Figures de proue de la scène grunge des années quatre-vingt-dix, les Afghan Whigs ont commis des albums qui supportent mieux le passage du temps que ceux enregistrés par plusieurs de leurs contemporains. Les touches de gospel, de soul et de R&B – que la formation de Cincinnati a eu le bon goût d’ajouter à son rock indé – lui ont permis de se distinguer du lot, ainsi que de créer des disques qui portent de façon moins prononcée la marque de leur époque. Le chant inimitable de Greg Dulli, ce crooner torturé qui dirige la bande avec aplomb depuis plus de trois décennies, y est aussi pour quelque chose.
La parution d’un nouvel opus est l’occasion de vérifier si le groupe lui-même a aussi bien vieilli que les disques qu’il a publiés au siècle dernier. En 2014, après un hiatus d’une quinzaine d’années, l’album Do the Beast voyait les Whigs reprendre du service avec de nouveaux effectifs puisqu’outre Dulli, seul le bassiste John Curley était demeuré à bord. Cette offrande plutôt tiède ne transcendait malheureusement pas les œuvres précédentes de la formation. Ensuite, In Spades s’avérait un retour inespéré à la forme. Cinq ans après, qu’en est-il de cet How Do You Burn?, neuvième galette au compteur pour Dulli et ses complices? Eh bien, le retour de l’inspiration observé avec le disque précédent ne se dément pas. Bien au contraire, le programme de How Do You Burn? est le plus diversifié que les Afghan Whigs nous aient proposé à ce jour. Après une décoiffante entrée en matière (la zeppelinienne I’ll Make You See God), l’auditeur a droit à de la pop de chambre orchestrale (The Getaway), du rock plus psychédélique (excellente Catch a Colt), un détour vers de subtils enrobages électro (hypnotique Jyja), une ballade soul bien sentie (Please, Baby Please sur laquelle Dulli est particulièrement en voix) et même à un morceau de gospel mutant (percussive Take Me There).

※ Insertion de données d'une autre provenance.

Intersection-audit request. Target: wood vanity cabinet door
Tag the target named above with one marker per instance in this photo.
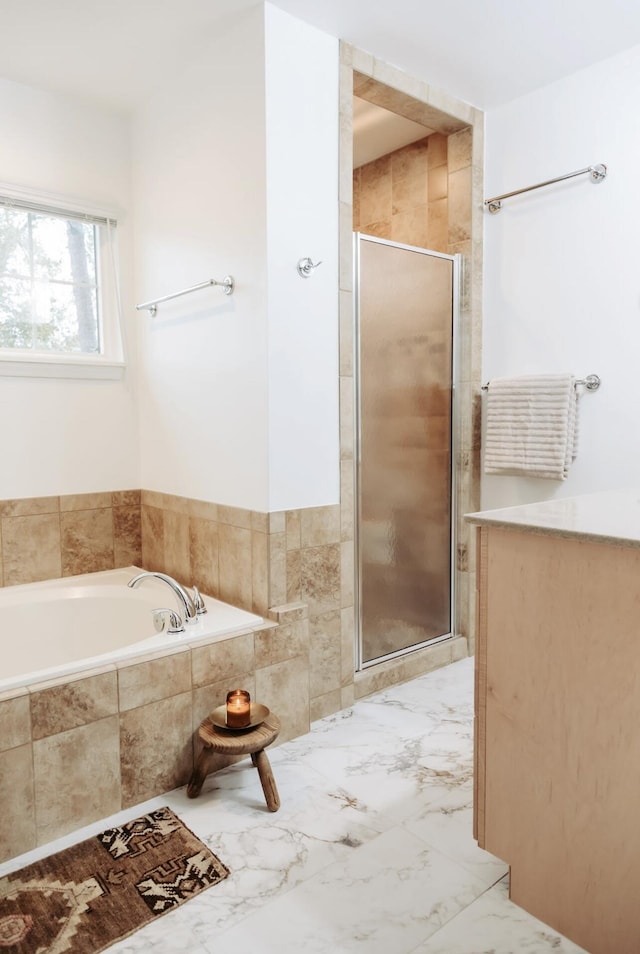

Côté invités, on remarquera la présence de quelques choristes avec lesquels Dulli a collaboré à différents moments de sa carrière. Tout d’abord, il renoue avec son vieux pote, le maintenant regretté Mark Lanegan – avec qui il formait le sulfureux tandem The Gutter Twins – le temps de quelques chœurs très discrets sur deux pièces. Nous retrouvons également l’ami Ed Harcourt, puis Van Hunt qui avait prêté sa voix au groupe sur Do the Beast, ainsi que Susan Marshall qui illuminait de sa présence l’excellent album 1965 il y a près d’un quart de siècle. La voix que l’on remarque le plus, cependant, est celle de Marcy Mays qui effectue un retour très émouvant sur la ballade Domino and Jimmy. La chanteuse nous avait atteints en plein cœur sur MyCurse, qui figurait sur le classique Gentlemen en 1993. Trois décennies plus tard, elle reprend le personnage ravagé qu’elle incarnait alors et nous offre une suite tout aussi émouvante à cette chanson, qui faisait état des amours toxiques d’un couple d’écorchés vifs. Décidément, ce bon vieux Greg Dulli n’a pas perdu la main.